British health agency says ‘protection against hospitalization is much greater than that against symptomatic disease,’ particularly after a booster; daily UK cases hit new record

People are seen at the St Thomas' hospital in central London on December 23, 2021. (JUSTIN TALLIS / AFP)
People are seen at the St Thomas' hospital in central London on December 23, 2021. (JUSTIN TALLIS / AFP)

A new analysis of over a million COVID-19 cases in the UK found that the risk of hospitalization for those with the Omicron variant of coronavirus is about one-third of that from the Delta strain.

The study — published Friday by the UK Health Security Agency, alongside Cambridge University’s MRC Biostatistics unit — examined 528,176 Omicron cases and 573,012 Delta infections.

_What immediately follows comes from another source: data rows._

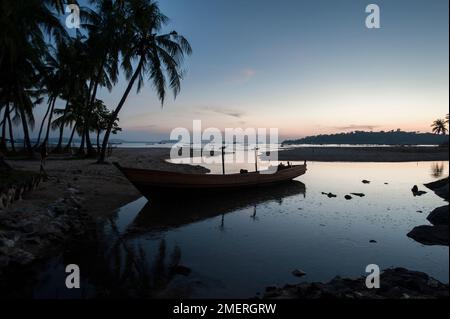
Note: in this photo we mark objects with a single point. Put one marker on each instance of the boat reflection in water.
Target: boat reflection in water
(159, 216)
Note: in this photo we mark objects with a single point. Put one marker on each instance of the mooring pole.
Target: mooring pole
(223, 158)
(256, 158)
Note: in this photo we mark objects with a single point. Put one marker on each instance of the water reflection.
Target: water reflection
(158, 216)
(437, 170)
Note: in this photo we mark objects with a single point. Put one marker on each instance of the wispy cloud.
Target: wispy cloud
(243, 76)
(223, 111)
(356, 127)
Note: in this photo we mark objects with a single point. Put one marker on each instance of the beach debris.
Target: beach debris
(359, 194)
(298, 273)
(416, 192)
(330, 195)
(440, 188)
(397, 283)
(182, 270)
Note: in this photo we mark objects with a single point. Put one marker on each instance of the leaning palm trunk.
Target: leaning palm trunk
(3, 165)
(3, 138)
(50, 101)
(49, 123)
(69, 144)
(61, 129)
(26, 134)
(117, 110)
(11, 134)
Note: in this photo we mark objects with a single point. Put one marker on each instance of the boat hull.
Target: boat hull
(152, 183)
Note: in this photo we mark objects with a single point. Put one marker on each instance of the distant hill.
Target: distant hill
(378, 138)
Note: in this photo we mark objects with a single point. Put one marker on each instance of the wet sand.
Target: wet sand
(365, 154)
(102, 188)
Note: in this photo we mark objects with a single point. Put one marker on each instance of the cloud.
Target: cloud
(243, 76)
(223, 111)
(356, 127)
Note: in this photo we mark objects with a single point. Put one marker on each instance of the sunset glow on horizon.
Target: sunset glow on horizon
(313, 69)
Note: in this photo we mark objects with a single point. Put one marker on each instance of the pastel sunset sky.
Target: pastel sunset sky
(304, 66)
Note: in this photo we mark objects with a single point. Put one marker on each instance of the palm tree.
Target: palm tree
(24, 25)
(159, 56)
(99, 120)
(439, 127)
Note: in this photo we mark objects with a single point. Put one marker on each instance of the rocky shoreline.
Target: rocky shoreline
(438, 232)
(395, 283)
(31, 235)
(39, 217)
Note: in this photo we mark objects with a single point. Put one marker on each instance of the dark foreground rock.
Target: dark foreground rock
(437, 234)
(29, 235)
(430, 235)
(440, 187)
(439, 216)
(395, 283)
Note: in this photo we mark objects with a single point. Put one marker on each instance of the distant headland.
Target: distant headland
(397, 137)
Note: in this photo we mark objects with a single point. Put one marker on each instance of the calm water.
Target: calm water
(237, 246)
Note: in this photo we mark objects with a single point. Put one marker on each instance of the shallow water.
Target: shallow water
(237, 246)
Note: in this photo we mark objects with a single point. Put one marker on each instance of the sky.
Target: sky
(305, 67)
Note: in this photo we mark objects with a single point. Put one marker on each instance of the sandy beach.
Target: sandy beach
(364, 154)
(102, 187)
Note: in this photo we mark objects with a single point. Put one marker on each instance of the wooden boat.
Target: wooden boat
(164, 215)
(153, 184)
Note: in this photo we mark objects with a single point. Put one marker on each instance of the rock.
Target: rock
(21, 257)
(430, 235)
(4, 261)
(416, 192)
(440, 187)
(397, 283)
(182, 270)
(439, 216)
(359, 194)
(298, 273)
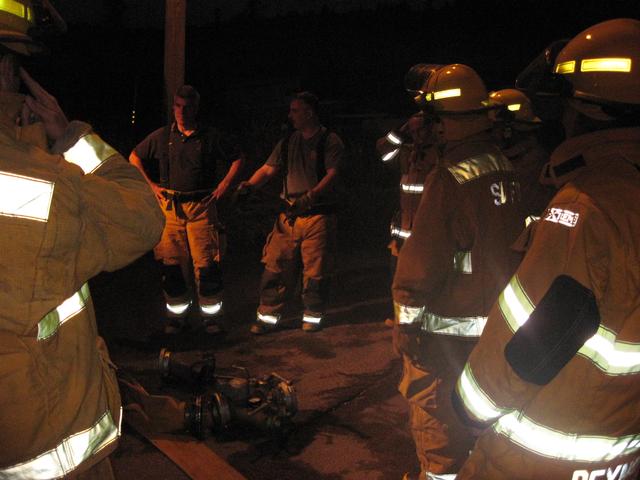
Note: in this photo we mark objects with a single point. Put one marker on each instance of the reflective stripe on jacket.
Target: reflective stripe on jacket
(458, 258)
(63, 219)
(585, 417)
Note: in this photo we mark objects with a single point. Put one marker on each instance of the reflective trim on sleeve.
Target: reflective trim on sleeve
(475, 167)
(611, 356)
(515, 304)
(73, 305)
(270, 319)
(69, 454)
(393, 138)
(457, 326)
(475, 400)
(412, 187)
(441, 476)
(407, 315)
(462, 262)
(212, 309)
(552, 443)
(25, 197)
(89, 152)
(178, 308)
(390, 155)
(311, 319)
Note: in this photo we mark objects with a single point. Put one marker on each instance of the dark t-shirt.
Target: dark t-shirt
(302, 170)
(197, 162)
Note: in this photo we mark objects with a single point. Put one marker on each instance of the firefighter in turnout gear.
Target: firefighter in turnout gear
(516, 127)
(67, 212)
(554, 379)
(310, 158)
(182, 164)
(454, 264)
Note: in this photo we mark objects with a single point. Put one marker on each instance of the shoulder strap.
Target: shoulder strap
(321, 148)
(284, 161)
(164, 159)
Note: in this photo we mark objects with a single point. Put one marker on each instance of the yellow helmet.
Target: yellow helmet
(17, 17)
(602, 63)
(453, 89)
(513, 106)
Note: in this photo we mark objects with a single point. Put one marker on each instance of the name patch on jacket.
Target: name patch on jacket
(563, 217)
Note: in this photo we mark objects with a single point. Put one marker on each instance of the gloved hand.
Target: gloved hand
(300, 205)
(242, 193)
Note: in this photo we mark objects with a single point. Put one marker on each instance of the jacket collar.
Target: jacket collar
(571, 158)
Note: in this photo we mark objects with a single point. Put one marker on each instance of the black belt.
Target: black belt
(180, 197)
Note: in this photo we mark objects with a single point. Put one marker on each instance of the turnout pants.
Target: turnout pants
(308, 242)
(429, 376)
(192, 241)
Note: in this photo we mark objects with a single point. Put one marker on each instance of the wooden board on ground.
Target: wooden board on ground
(194, 458)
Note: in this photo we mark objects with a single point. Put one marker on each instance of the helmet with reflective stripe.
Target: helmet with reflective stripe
(16, 19)
(602, 63)
(513, 106)
(453, 89)
(417, 76)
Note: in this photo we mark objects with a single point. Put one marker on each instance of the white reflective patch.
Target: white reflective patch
(178, 308)
(566, 446)
(611, 356)
(393, 138)
(407, 315)
(388, 156)
(83, 155)
(412, 188)
(475, 399)
(68, 455)
(211, 309)
(563, 217)
(399, 232)
(25, 197)
(311, 319)
(270, 319)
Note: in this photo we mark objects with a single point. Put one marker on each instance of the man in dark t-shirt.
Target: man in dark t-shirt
(189, 167)
(310, 159)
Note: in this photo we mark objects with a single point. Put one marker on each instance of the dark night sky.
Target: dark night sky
(354, 53)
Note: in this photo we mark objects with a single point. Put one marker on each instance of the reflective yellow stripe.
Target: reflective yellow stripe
(270, 319)
(89, 152)
(439, 95)
(515, 304)
(407, 315)
(25, 197)
(606, 65)
(475, 167)
(457, 326)
(611, 356)
(559, 445)
(16, 8)
(566, 67)
(399, 232)
(393, 138)
(475, 400)
(211, 310)
(73, 305)
(69, 454)
(388, 156)
(311, 319)
(462, 262)
(178, 308)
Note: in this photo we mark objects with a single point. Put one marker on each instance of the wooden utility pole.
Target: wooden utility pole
(174, 34)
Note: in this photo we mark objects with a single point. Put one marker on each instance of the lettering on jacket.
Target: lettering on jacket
(623, 471)
(563, 217)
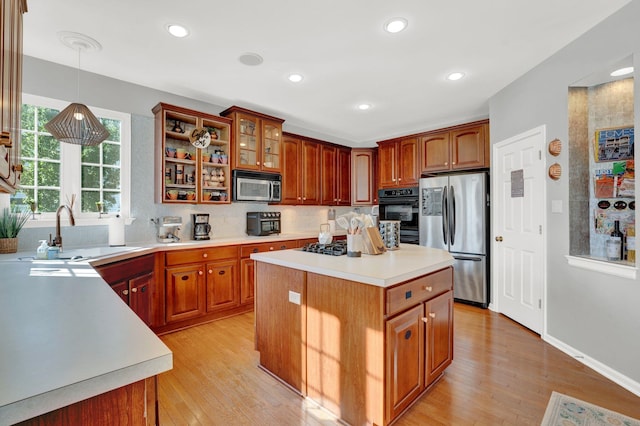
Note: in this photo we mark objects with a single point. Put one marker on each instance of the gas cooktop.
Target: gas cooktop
(336, 248)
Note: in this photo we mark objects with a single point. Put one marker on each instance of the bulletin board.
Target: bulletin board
(614, 144)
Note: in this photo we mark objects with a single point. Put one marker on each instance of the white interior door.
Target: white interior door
(518, 220)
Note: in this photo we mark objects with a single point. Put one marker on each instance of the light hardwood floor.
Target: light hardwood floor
(502, 374)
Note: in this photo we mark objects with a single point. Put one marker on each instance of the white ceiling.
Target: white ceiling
(338, 45)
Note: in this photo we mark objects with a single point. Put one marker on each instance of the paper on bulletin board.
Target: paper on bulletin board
(614, 144)
(604, 220)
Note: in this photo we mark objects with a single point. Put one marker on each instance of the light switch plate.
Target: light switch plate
(294, 297)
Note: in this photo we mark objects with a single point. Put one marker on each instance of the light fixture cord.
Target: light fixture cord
(78, 79)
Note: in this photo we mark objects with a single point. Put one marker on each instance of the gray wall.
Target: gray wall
(59, 82)
(596, 314)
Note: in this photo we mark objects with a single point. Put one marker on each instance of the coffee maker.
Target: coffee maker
(201, 227)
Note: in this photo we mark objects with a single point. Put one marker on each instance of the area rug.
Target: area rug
(564, 410)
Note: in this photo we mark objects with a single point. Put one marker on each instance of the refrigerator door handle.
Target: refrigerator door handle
(473, 259)
(452, 217)
(445, 216)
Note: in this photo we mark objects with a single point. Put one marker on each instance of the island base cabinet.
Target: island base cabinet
(405, 355)
(135, 404)
(345, 348)
(281, 331)
(439, 336)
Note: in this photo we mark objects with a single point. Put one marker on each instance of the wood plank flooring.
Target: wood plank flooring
(502, 374)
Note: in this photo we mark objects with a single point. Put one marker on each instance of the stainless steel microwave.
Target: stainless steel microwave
(256, 186)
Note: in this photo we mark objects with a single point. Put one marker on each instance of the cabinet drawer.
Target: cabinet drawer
(246, 250)
(416, 291)
(126, 269)
(200, 255)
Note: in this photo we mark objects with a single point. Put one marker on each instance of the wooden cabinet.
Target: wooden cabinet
(335, 171)
(405, 359)
(247, 266)
(201, 281)
(257, 140)
(301, 171)
(185, 292)
(419, 338)
(363, 352)
(398, 163)
(439, 336)
(222, 285)
(458, 148)
(134, 281)
(193, 156)
(364, 188)
(10, 92)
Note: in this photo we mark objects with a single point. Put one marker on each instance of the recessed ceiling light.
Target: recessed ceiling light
(395, 25)
(455, 76)
(251, 59)
(177, 30)
(295, 78)
(622, 71)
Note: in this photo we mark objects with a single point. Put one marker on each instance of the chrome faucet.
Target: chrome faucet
(57, 241)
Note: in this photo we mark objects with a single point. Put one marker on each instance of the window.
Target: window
(54, 172)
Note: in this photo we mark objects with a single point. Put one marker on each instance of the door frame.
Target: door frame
(494, 305)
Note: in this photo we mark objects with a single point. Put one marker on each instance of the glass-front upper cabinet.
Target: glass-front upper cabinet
(257, 140)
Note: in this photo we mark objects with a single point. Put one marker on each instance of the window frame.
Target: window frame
(71, 177)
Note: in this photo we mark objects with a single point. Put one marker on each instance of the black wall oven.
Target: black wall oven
(402, 204)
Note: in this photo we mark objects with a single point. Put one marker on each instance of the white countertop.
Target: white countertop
(383, 270)
(65, 336)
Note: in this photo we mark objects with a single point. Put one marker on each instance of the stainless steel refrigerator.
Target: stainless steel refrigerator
(454, 216)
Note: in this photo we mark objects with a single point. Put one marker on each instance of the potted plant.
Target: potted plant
(11, 222)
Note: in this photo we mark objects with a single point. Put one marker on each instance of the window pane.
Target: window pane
(27, 145)
(44, 115)
(111, 154)
(89, 200)
(111, 202)
(113, 126)
(48, 147)
(48, 173)
(27, 173)
(91, 154)
(111, 178)
(90, 177)
(28, 117)
(48, 200)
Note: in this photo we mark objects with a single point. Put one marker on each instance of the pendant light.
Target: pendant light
(76, 124)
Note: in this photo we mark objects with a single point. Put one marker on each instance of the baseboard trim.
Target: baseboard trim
(606, 371)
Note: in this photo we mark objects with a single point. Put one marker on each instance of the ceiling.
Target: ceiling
(339, 47)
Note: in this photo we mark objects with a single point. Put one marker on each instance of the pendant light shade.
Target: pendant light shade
(76, 124)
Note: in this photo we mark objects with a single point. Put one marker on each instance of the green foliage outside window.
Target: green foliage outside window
(41, 157)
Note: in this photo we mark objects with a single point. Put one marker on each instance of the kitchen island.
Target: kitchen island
(363, 337)
(69, 345)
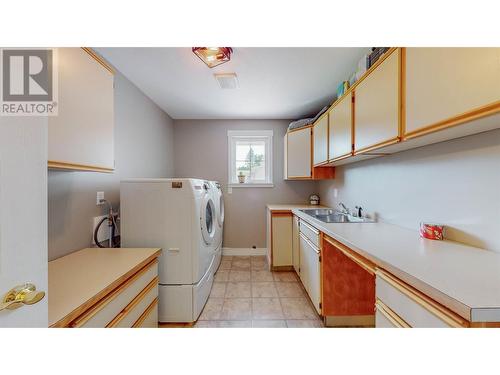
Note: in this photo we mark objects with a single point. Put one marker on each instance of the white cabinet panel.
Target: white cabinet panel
(81, 135)
(340, 125)
(281, 227)
(310, 271)
(376, 106)
(299, 154)
(320, 141)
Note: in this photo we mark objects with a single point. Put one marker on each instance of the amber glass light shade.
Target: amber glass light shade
(213, 56)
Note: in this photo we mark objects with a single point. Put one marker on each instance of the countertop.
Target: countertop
(77, 279)
(463, 278)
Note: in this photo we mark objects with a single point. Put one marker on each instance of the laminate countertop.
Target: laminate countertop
(290, 207)
(463, 278)
(78, 279)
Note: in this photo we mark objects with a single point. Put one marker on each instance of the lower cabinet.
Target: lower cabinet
(408, 307)
(127, 306)
(296, 244)
(310, 270)
(348, 286)
(280, 240)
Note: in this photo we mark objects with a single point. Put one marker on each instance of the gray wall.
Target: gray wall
(201, 151)
(143, 148)
(456, 183)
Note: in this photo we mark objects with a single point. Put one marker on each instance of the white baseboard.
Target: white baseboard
(243, 251)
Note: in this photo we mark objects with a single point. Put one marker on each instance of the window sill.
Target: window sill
(249, 185)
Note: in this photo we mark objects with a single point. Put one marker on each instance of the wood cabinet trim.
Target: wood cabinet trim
(144, 315)
(477, 113)
(355, 257)
(87, 315)
(134, 303)
(99, 59)
(77, 167)
(91, 303)
(441, 312)
(299, 129)
(365, 150)
(390, 315)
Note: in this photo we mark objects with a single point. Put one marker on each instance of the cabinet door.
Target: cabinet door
(376, 106)
(340, 124)
(299, 153)
(320, 140)
(281, 239)
(443, 83)
(348, 289)
(310, 271)
(296, 245)
(81, 135)
(315, 278)
(304, 262)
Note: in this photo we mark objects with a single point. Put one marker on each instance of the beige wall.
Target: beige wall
(456, 183)
(143, 148)
(201, 151)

“In this analysis, the risk of hospitalization is lower for Omicron cases with symptomatic or asymptomatic infection after two and three doses of vaccine, with an 81% … reduction in the risk of hospitalization after three doses compared to unvaccinated Omicron cases,” the UKHSA said.

However, the analysis said vaccines provided “significantly lower” protection against symptomatic infection from Omicron than Delta.

“Nevertheless, protection against hospitalization is much greater than that against symptomatic disease, in particular after a booster dose,” it stressed.

Figures released Friday showed the number of people hospitalized with COVID-19 in the UK rose to 12,395, up 68% from a week earlier and the highest number recorded since February. New confirmed daily cases hit another record — 189,846 — and the government reported a further 203 deaths.

Hospital admissions have started to rise as well amid the spread of the new strain, but the government said it believes the new variant is milder than Delta.

“It remains too early to draw any definitive conclusions on hospital severity, and the increased transmissibility of Omicron and the rising cases in the over 60s population in England means it remains highly likely that there will be significant pressure on the NHS in coming weeks,” said Susan Hopkins, chief medical adviser at UKHSA.

People walk in Soho, London, on December 30, 2021. (Jonathan Brady/PA via AP)

But Chris Hopson, the head of NHS Providers, told The Times that “although the numbers are going up and going up increasingly rapidly, the absence of large numbers of seriously ill older people is providing significant reassurance.”

UK Prime Minister Boris Johnson has urged people to take a rapid coronavirus test before going out and meeting with others on Friday, or to celebrate New Year’s Eve outdoors if possible. While firework displays have been canceled in London for the second year in a row, many parties were going ahead and many revelers were still expected to turn out in the capital later in the day.

Some believe Johnson’s strategy is dangerous and that large crowds gathering indoors for New Year’s Eve will likely lead to a further rise in infections.

“It is quite risky, given the fact we’re now approaching 200,000 cases per day –- there is a high rate of infection in the community,” Dr. Azeem Majeed, head of primary care and public health at Imperial College London, told Times Radio.

Health officials said the government has met its goal of offering a vaccine booster shot to all adults in the country by December 31. About 82% of all over 12-year-olds in the UK have received a second vaccine dose, officials said.